Мне было холодно, и тошно, и надоело сопротивляться соблазну самому отведать эти коричневато-мраморные кругляшки, что лежали у моих ног. Я сбавил цену. Тетка меня похвалила: «Вот и умница, понятливым растешь», — и забрала все пряники.

Тетя Фрося устроила матери скандал, кричала, что я ее разорил. Мать заплатила неустойку и больно отстегала меня резиновым, с цветочным орнаментом ремнем. Эти орнаменты отпечатались у меня на известном месте. Учительница Людмила Николаевна недоумевала, почему я за партой не сижу как полагается.

…А твоя мать, Алексей, возмущается тем, что меня «не пропрешь на базар». Она права: ей приходится нелегко. Но я с детства не люблю базаров, и меня до сих пор обсчитывают продавцы.

С первого по четвертый класс я часто влюблялся. Двух женщин я не могу забыть до сих пор, хотя их давно уже нет в живых.

Первая года два была нашей соседкой. Ее сначала звали «эвакуированная из Ленинграда», а потом Тамара Михайловна. Она ходила в потертой меховой шубке и потертой лисьей шапке-ушанке. Нас сблизили дрова. Тамара Михайловна выносила из своей комнаты в длинный темный барачный коридор две табуретки, укладывала на них где-то добытое обгрызанное бревнышко, и мы его начинали пилить. Вначале оно взбрыкивало, дергалось, как будто мы водили пилой по живому телу Буратино. Потом смирялось, успокаивалось и, наконец, разваливалось на две части.

Передо мной на расстоянии вытянутой детской руки было бледное бескровное лицо, тонкие слабые руки и сплошной тонкий шнурок, соединявший всегда опущенные уши шапки-ушанки. На виске слабо голубела жилка. Из-за нее Тамара Михайловна казалась мне слабым беспомощным существом, которое нуждается в помощи и защите.

Странно: я почему-то тщательно мыл руки, когда мать посылала меня помочь Тамаре Михайловне.

До поры до времени наши отношения носили ровный полуофициальный характер: «здравствуйте», «спасибо», «пожалуйста». Однажды мы пилили кривое и твердое бревно. Оно подпрыгнуло, и пила впилась в мою руку. Перепуганная насмерть Тамара Михайловна стала слизывать с моих раненых пальцев кровь. Боль куда-то ушла, только сладко ныло в груди.

Тамара Михайловна привела меня в свою тесную комнату, усадила на кожаный диван, затопила печь, и под перестрелку поленьев я задремал. Потом мы пили чай, кипяток с сахарином, и она рассказывала мне о любимом Ленинграде и великих немцах — Бетховене и Гете: она преподавала немецкий язык в институте.

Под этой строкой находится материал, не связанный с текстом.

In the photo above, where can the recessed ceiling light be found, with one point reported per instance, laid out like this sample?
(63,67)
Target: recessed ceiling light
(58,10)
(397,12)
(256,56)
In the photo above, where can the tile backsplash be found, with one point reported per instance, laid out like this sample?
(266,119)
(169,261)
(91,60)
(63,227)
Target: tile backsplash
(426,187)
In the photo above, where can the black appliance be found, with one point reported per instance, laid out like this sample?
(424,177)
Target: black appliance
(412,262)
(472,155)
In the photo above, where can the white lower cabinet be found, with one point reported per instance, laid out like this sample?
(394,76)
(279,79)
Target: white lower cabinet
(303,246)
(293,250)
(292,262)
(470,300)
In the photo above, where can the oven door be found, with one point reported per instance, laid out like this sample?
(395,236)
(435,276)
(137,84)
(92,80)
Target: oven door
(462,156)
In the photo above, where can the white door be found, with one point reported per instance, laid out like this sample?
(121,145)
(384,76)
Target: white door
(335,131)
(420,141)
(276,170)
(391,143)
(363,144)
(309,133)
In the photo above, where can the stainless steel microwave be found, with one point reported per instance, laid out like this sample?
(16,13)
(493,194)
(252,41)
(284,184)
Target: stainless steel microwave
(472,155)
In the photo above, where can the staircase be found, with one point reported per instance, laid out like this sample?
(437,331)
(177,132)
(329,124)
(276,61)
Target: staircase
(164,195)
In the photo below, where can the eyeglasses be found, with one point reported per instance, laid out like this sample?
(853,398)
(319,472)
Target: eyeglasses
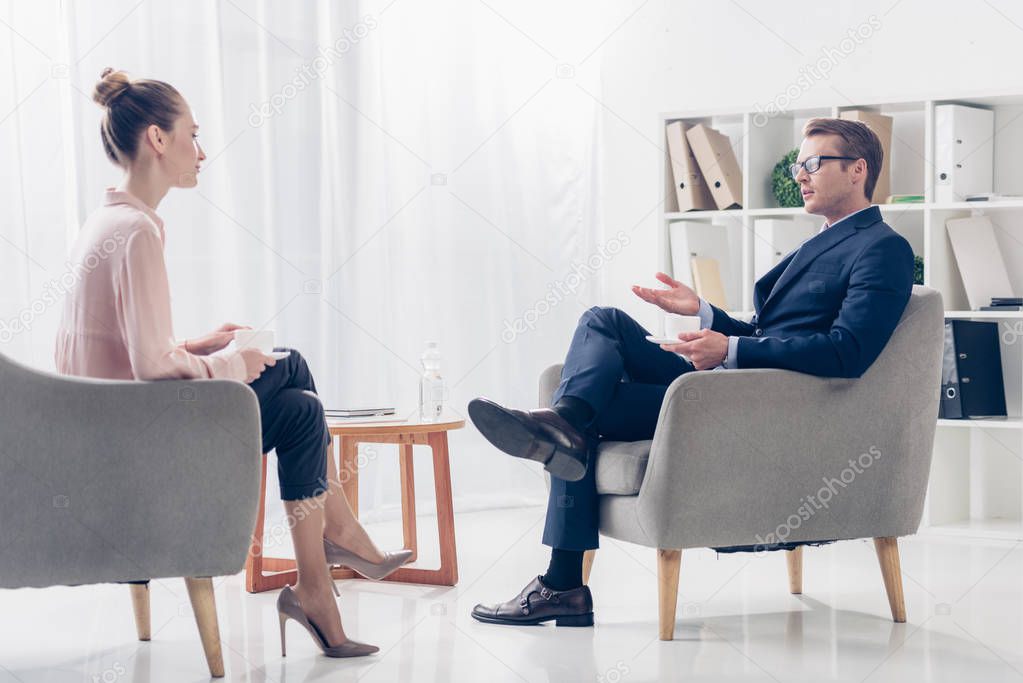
(812,164)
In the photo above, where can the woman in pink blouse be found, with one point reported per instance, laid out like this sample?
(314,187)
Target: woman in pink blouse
(117,324)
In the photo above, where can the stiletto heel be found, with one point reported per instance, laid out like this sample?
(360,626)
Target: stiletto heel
(282,618)
(290,607)
(376,571)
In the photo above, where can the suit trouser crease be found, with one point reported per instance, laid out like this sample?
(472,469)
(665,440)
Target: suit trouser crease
(294,425)
(612,366)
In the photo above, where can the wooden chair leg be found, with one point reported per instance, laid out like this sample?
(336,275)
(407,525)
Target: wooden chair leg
(140,601)
(795,561)
(587,564)
(891,574)
(668,563)
(205,607)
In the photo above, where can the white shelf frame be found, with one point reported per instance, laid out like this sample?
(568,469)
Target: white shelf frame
(952,502)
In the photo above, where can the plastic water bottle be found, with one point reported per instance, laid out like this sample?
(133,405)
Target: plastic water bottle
(431,384)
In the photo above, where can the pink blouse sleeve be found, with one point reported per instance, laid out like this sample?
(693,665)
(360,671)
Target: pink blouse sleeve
(144,302)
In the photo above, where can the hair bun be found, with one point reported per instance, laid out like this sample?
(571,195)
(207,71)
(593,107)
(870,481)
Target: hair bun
(112,84)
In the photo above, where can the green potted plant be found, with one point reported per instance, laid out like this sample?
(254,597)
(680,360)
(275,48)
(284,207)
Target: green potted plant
(786,189)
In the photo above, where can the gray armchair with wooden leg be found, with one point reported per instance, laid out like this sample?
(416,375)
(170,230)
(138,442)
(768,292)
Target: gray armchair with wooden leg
(752,457)
(107,482)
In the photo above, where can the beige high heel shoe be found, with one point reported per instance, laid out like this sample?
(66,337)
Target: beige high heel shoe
(376,571)
(290,607)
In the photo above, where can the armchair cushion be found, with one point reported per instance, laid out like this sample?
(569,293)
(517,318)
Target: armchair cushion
(620,466)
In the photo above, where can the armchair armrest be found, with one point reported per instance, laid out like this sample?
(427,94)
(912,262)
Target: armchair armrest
(118,481)
(748,457)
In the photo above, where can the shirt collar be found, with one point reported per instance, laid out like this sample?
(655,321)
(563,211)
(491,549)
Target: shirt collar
(115,196)
(826,225)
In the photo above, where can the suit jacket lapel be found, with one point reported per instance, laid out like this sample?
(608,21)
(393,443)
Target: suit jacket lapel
(816,245)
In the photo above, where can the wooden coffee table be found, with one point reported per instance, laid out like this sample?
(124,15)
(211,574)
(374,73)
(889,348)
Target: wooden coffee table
(263,574)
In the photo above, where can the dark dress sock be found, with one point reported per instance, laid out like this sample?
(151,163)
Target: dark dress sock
(565,572)
(575,411)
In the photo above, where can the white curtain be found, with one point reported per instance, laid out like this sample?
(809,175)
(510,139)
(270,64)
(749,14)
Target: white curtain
(380,174)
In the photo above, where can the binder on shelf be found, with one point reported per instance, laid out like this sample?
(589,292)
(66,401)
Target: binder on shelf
(698,238)
(707,281)
(964,151)
(718,165)
(882,127)
(775,238)
(979,260)
(691,188)
(971,371)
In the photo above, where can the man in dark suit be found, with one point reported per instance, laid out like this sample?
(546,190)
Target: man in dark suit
(827,309)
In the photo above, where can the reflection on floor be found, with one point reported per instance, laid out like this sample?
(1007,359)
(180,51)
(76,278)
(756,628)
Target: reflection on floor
(737,620)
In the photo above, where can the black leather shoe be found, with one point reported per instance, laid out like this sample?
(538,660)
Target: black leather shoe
(537,603)
(535,435)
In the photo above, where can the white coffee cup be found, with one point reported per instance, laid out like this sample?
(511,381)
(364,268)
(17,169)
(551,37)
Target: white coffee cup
(675,324)
(255,338)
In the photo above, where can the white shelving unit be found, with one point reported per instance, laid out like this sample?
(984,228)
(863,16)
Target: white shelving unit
(976,484)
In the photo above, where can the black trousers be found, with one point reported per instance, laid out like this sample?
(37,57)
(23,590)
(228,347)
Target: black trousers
(294,424)
(624,377)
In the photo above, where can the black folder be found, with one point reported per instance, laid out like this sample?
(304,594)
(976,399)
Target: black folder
(971,371)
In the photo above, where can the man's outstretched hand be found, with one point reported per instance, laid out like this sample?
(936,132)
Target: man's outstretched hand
(676,299)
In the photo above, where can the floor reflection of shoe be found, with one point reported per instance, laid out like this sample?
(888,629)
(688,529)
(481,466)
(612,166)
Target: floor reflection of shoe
(541,435)
(537,603)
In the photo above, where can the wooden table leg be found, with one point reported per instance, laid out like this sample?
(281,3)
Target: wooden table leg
(408,500)
(445,509)
(348,471)
(447,575)
(282,572)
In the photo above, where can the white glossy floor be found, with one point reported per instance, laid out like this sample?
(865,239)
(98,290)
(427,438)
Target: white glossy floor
(736,621)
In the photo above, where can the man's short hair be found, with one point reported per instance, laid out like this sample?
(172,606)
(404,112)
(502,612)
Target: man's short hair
(857,141)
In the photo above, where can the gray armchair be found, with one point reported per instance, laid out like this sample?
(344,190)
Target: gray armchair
(126,482)
(755,457)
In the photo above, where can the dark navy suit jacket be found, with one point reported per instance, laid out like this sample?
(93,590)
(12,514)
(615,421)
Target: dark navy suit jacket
(830,307)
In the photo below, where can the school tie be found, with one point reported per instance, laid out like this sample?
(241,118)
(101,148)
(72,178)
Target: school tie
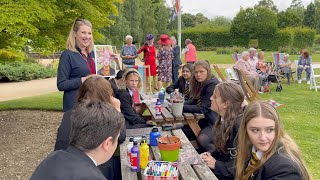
(253,161)
(187,90)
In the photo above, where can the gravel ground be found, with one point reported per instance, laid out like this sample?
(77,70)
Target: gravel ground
(27,137)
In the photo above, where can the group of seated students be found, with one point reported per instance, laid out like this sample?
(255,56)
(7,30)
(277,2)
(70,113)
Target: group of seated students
(237,141)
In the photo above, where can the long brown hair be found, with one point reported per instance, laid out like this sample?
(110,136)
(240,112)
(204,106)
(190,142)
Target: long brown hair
(95,88)
(196,87)
(71,41)
(233,95)
(282,141)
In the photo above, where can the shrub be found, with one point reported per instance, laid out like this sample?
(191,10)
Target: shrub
(10,56)
(20,71)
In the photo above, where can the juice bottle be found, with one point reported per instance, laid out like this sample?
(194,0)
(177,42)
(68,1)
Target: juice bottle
(144,154)
(135,157)
(129,146)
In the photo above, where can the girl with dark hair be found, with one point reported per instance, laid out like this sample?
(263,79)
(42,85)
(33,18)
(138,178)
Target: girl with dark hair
(227,101)
(203,84)
(183,82)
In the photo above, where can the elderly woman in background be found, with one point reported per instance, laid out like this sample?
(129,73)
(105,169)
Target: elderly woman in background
(129,52)
(304,64)
(285,65)
(249,71)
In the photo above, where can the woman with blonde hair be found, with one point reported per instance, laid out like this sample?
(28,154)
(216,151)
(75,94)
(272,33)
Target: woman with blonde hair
(226,100)
(132,112)
(76,62)
(265,150)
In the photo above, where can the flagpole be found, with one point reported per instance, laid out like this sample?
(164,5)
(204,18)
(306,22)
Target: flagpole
(179,26)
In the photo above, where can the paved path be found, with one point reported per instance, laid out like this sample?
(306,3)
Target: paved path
(16,90)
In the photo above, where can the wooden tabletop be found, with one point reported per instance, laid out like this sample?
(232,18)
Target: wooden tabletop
(167,116)
(190,166)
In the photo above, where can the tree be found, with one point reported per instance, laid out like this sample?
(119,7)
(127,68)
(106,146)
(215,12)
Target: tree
(310,16)
(267,4)
(289,18)
(200,18)
(147,19)
(188,20)
(133,15)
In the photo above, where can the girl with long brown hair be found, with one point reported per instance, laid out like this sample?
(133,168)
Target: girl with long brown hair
(265,150)
(202,85)
(227,101)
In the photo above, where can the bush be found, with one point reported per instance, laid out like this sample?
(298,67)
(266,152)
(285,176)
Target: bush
(303,37)
(20,71)
(10,56)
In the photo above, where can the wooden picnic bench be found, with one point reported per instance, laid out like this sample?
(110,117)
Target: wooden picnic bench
(187,171)
(190,119)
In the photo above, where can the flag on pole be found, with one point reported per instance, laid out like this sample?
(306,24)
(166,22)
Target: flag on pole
(177,7)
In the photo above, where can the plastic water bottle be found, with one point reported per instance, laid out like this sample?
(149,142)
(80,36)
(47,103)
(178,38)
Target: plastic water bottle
(135,157)
(158,108)
(144,154)
(129,147)
(154,134)
(161,96)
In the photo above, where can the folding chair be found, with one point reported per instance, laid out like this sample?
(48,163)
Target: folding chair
(276,59)
(236,57)
(314,76)
(142,69)
(216,68)
(250,91)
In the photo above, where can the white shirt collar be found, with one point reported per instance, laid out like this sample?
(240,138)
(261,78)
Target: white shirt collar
(130,92)
(258,153)
(93,160)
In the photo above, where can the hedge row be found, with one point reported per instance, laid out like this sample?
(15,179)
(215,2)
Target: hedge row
(25,71)
(291,37)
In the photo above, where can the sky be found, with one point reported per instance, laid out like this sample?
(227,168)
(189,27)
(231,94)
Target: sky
(227,8)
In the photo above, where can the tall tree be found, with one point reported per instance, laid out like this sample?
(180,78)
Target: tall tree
(133,15)
(200,18)
(310,16)
(267,4)
(147,18)
(289,18)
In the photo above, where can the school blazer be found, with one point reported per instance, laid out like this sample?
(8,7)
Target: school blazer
(69,164)
(277,167)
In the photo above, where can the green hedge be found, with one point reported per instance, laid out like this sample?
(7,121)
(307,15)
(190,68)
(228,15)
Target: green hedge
(23,71)
(294,38)
(208,39)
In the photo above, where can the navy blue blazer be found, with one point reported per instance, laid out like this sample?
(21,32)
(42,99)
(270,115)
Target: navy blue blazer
(69,164)
(130,115)
(225,162)
(191,106)
(278,167)
(72,67)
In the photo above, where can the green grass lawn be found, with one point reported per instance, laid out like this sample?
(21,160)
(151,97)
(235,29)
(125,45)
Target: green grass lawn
(215,58)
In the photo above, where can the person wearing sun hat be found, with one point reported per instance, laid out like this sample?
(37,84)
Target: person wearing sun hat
(165,57)
(149,56)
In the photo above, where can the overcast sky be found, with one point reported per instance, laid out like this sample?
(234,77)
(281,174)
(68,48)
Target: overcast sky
(228,8)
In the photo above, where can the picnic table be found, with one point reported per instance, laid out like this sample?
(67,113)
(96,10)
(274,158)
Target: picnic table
(190,119)
(190,165)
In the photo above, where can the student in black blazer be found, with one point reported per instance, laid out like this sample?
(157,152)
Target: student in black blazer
(183,82)
(96,126)
(265,150)
(203,83)
(93,88)
(226,101)
(132,112)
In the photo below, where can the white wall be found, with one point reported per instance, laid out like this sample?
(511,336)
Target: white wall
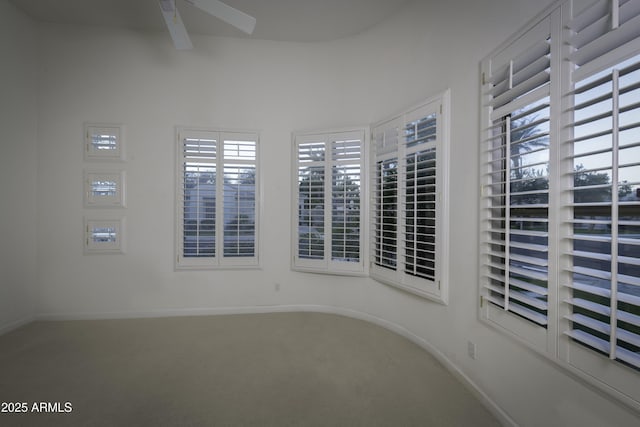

К Новому году я сделал ей подарок. Была глубокая тихая ночь. Я наспех оделся и прошмыгнул на улицу. Через несколько минут был у забора лесопилки. Раздвинул доски. Вздрагивая от скрипа своих собственных валенок, прячась от собственной огромной, тяжелой тени, я подкрался к ближайшей поленнице дров. В ней уже была брешь. Я дернул ровное, как по заказу, в подарочном исполнении бревно. Поленница шевельнулась — у меня остановилось сердце, — но устояла. В обнимку с бревном, готовый сразиться с целой сворой голодных собак, пасть от проворной пули сторожа (которого, по-видимому, просто не было), добрался я до своего сарая, и там силы оставили меня.

Тамара Михайловна повела себя как-то странно. Когда я втащил в ее комнатку бревно и пролепетал скороговоркой: «С Новым годом, это вам», она очень внимательно и серьезно посмотрела на меня, будто видела впервые, порывисто нагнулась и расцеловала в обе щеки. Потом спрятала лицо в ладони и засмеялась-заплакала.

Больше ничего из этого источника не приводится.